By 1998, the writing was on the wall for the Sega Saturn and for Sega. Too much ground had been lost not only to Nintendo (again), but to the new kid on the block — Sony — whose PlayStation did the impossible in one console generation taking the market by storm from two video gaming gods whose rivalry helped in rebuilding the industry. Sega’s hardware story wasn’t over yet, though. The Dreamcast was waiting in the wings. But the Saturn’s fight was over.
I still boot up my Saturn from time to time to get in a game of Dragon Force or go another round through Panzer Dragoon Saga because despite losing badly in the 32-bit war, it had some amazing games made for it.

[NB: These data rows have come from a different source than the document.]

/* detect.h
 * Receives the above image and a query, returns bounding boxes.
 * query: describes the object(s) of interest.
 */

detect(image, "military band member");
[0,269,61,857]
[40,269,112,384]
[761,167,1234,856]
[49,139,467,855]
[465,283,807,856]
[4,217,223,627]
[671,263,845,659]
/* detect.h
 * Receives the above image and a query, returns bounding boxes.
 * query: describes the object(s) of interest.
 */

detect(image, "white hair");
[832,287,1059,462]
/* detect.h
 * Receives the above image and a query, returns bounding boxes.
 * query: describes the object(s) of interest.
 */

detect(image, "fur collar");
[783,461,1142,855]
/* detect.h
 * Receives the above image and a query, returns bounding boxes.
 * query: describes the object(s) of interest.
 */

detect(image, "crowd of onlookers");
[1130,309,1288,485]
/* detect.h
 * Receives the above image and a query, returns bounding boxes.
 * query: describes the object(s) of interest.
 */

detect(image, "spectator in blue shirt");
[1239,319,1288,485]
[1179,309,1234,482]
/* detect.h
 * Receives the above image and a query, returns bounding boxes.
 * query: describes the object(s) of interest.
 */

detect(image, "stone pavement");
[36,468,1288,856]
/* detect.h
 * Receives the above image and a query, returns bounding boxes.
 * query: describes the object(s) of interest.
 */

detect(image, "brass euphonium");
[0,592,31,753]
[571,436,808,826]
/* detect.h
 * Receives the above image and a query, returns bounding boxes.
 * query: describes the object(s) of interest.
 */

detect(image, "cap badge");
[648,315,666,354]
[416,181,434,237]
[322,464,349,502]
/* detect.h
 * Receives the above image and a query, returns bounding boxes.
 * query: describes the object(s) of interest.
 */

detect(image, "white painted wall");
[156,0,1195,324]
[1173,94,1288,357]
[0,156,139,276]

It was even capable of going online via the NetLink Internet Modem (Japan also had the same thing, albeit an older version of the device). Unfortunately, the high cost (it apparently initially retailed for $200) and the severe lack of games supporting it doomed this forward-thinking accessory, though the idea would be revived with the arrival of the Dreamcast and its built-in modem.
If anything else, the Sega Saturn is remembered more for those rare classics than as commercial lightning Sega hoped would strike twice. From its troubled launch to its mediocre end as another nail in Sega’s hardware dreams, the Saturn will probably remain a controversial console in any debate. At the same time, it’s also the poster child to the age-old adage that it isn’t so much the hardware that matters — it’s the games.
Many fans were saddened, disillusioned, and frustrated by the Saturn’s relatively short life. On the other hand, many of them would choose to focus instead on what the multi-CPU juggernaut brought to the table with its games. Like me, many of the Saturns’ fans could take comfort in knowing that as poorly as it did in the marketplace, there were gems that were only made possible because it was there.